Hace mucho tiempo existía en las profundidades de las cuevas de las montañas una cueva muy especial, conocida por sus enormes cristales y sus secretos. Esta cueva era la fuente del poder y la magia que allí se escondía, y la protegía un misterioso espíritu de las cuevas. Este espíritu era antiquísimo y sabio y tenía la capacidad de transformar los minerales y cristales de la cueva en seres vivos. Un día, cuando sintió la necesidad de crear un guardián para su cueva, decidió crear precisamente un dragón de cristal. El poder de su magia unió los cristales de la cueva y creó un dragón hermoso y poderoso. Su cuerpo era transparente y brillaba con todos los colores del arcoíris. Tenía la capacidad de controlar los elementos, cambiaba el color de sus cristales según su estado de ánimo y era el guardián del secreto mágico de la cueva. Su presencia en la cueva aportó paz y armonía a todo el lugar durante siglos.

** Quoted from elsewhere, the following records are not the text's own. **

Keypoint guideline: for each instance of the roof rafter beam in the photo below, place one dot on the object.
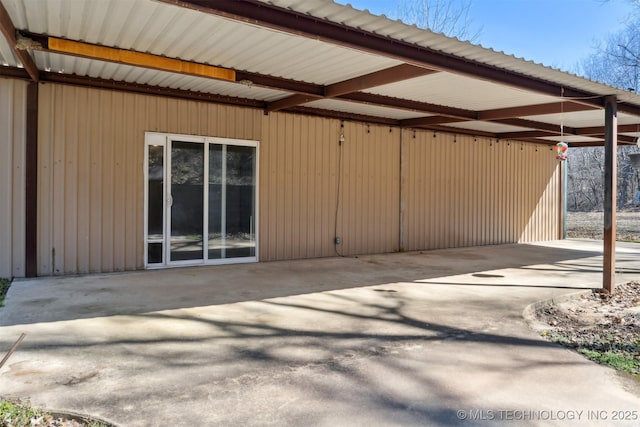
(147, 60)
(407, 104)
(9, 31)
(599, 130)
(356, 84)
(534, 110)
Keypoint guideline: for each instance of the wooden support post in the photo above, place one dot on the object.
(31, 187)
(610, 192)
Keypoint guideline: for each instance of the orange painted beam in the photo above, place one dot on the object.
(147, 60)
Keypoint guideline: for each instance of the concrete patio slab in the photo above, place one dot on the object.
(433, 338)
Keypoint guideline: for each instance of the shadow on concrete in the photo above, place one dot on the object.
(65, 298)
(229, 361)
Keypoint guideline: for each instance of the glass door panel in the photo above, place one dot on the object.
(187, 205)
(216, 241)
(155, 204)
(239, 205)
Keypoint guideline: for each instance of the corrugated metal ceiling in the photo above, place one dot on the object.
(460, 91)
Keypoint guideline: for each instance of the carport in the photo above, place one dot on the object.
(302, 83)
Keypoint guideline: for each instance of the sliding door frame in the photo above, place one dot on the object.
(165, 140)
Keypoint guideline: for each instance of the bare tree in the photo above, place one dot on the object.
(450, 17)
(615, 61)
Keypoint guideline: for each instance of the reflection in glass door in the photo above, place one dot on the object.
(232, 201)
(199, 187)
(186, 200)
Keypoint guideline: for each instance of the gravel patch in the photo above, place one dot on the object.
(605, 328)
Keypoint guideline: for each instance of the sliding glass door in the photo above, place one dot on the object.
(197, 187)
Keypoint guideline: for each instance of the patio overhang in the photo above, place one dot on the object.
(313, 57)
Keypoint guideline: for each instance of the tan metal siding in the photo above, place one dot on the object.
(458, 190)
(90, 176)
(468, 191)
(298, 181)
(302, 167)
(13, 96)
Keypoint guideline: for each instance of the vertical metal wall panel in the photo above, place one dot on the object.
(298, 182)
(90, 181)
(308, 180)
(13, 94)
(469, 191)
(369, 214)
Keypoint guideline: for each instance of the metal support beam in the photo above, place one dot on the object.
(31, 187)
(7, 28)
(610, 192)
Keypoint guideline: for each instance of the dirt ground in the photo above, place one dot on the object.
(590, 225)
(605, 328)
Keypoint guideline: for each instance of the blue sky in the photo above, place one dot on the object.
(557, 33)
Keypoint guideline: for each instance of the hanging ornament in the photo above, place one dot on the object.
(561, 151)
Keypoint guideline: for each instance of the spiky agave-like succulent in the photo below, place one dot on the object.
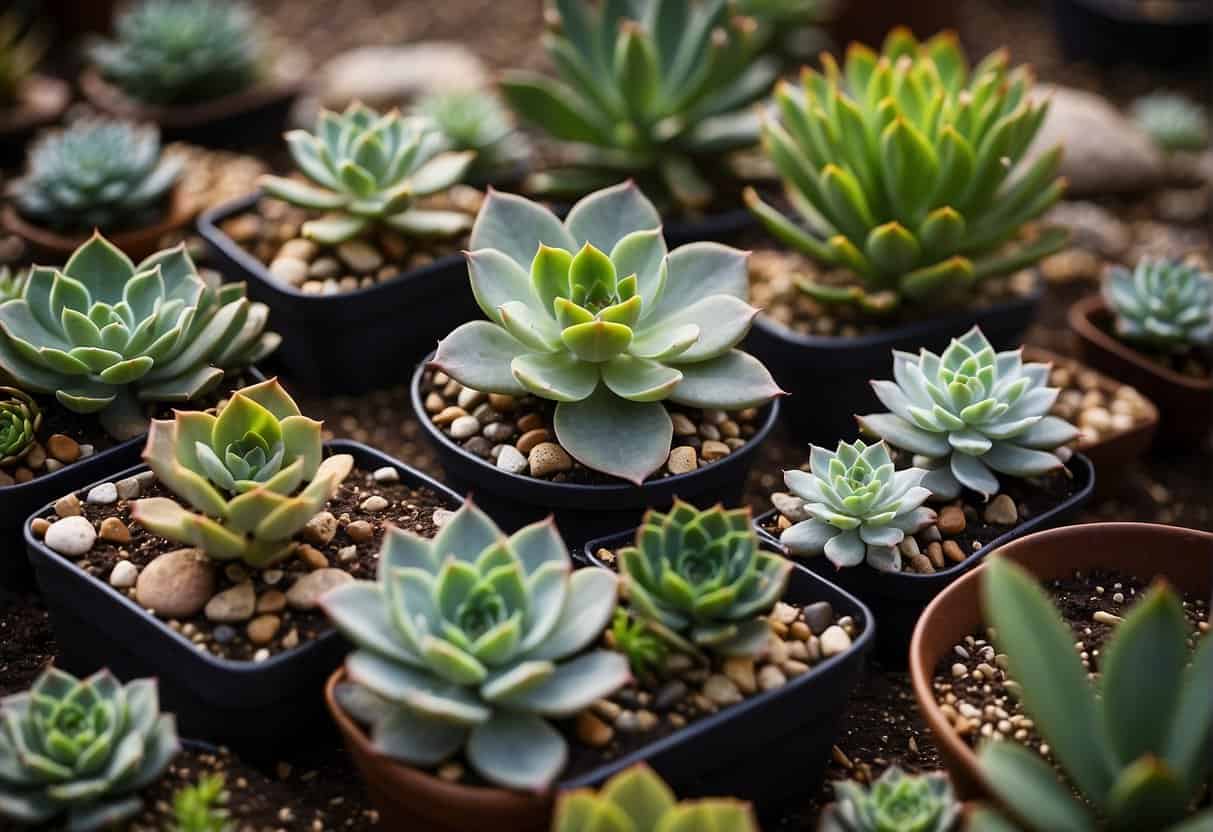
(859, 505)
(79, 750)
(254, 472)
(103, 334)
(971, 412)
(1162, 305)
(182, 51)
(637, 799)
(653, 97)
(594, 314)
(470, 642)
(370, 169)
(901, 166)
(700, 580)
(96, 174)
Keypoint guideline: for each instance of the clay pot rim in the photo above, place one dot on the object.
(1081, 315)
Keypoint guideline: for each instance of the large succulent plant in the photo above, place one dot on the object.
(471, 640)
(594, 314)
(78, 751)
(971, 412)
(254, 472)
(1134, 745)
(103, 334)
(96, 174)
(177, 52)
(370, 169)
(1162, 305)
(901, 166)
(637, 799)
(651, 89)
(700, 580)
(859, 506)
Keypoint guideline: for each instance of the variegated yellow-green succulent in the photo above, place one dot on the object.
(905, 169)
(104, 335)
(255, 473)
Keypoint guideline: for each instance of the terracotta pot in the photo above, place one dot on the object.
(411, 799)
(1185, 404)
(1116, 454)
(1183, 556)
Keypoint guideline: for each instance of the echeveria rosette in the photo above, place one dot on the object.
(593, 313)
(861, 507)
(103, 334)
(370, 169)
(474, 640)
(1162, 305)
(78, 751)
(254, 472)
(971, 412)
(700, 580)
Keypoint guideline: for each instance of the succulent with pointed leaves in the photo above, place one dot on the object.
(1129, 771)
(78, 751)
(254, 472)
(104, 335)
(971, 412)
(658, 97)
(370, 169)
(901, 166)
(594, 314)
(637, 799)
(1162, 305)
(472, 640)
(860, 506)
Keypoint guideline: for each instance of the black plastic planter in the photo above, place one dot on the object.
(773, 746)
(353, 341)
(257, 707)
(899, 598)
(584, 511)
(827, 377)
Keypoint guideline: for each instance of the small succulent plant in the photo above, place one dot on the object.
(471, 640)
(254, 472)
(78, 751)
(860, 507)
(1162, 305)
(96, 174)
(594, 314)
(20, 420)
(1131, 771)
(700, 580)
(1173, 121)
(103, 335)
(370, 169)
(897, 802)
(177, 52)
(971, 412)
(656, 97)
(637, 799)
(901, 166)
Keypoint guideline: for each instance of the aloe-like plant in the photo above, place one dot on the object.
(971, 412)
(1161, 305)
(656, 90)
(104, 335)
(637, 799)
(472, 640)
(78, 751)
(905, 169)
(860, 506)
(1134, 745)
(369, 169)
(255, 474)
(594, 314)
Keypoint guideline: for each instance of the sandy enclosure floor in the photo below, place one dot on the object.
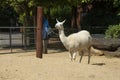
(57, 66)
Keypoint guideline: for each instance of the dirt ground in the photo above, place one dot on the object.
(56, 65)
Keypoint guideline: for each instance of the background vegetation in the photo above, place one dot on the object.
(97, 19)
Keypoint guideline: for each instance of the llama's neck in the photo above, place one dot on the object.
(63, 38)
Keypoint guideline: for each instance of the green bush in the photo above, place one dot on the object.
(113, 31)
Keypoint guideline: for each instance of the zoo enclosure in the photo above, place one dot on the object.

Una de las variantes más populares, este dragoncito tiene todo su cuerpo formado por afilados cristales a lo largo de toda su longitud, incluida la cabeza y las patas.
El modelo es flexible en todas las articulaciones. Puede utilizarse como decoración, como herramienta antiestrés o, gracias a la variedad de colores y tipos, también como pieza de colección.
El espectro de colores se compone de combinaciones de dos colores, que cambian al mover el dragón. En los laterales del dragón suele predominar un color diferente en cada lado.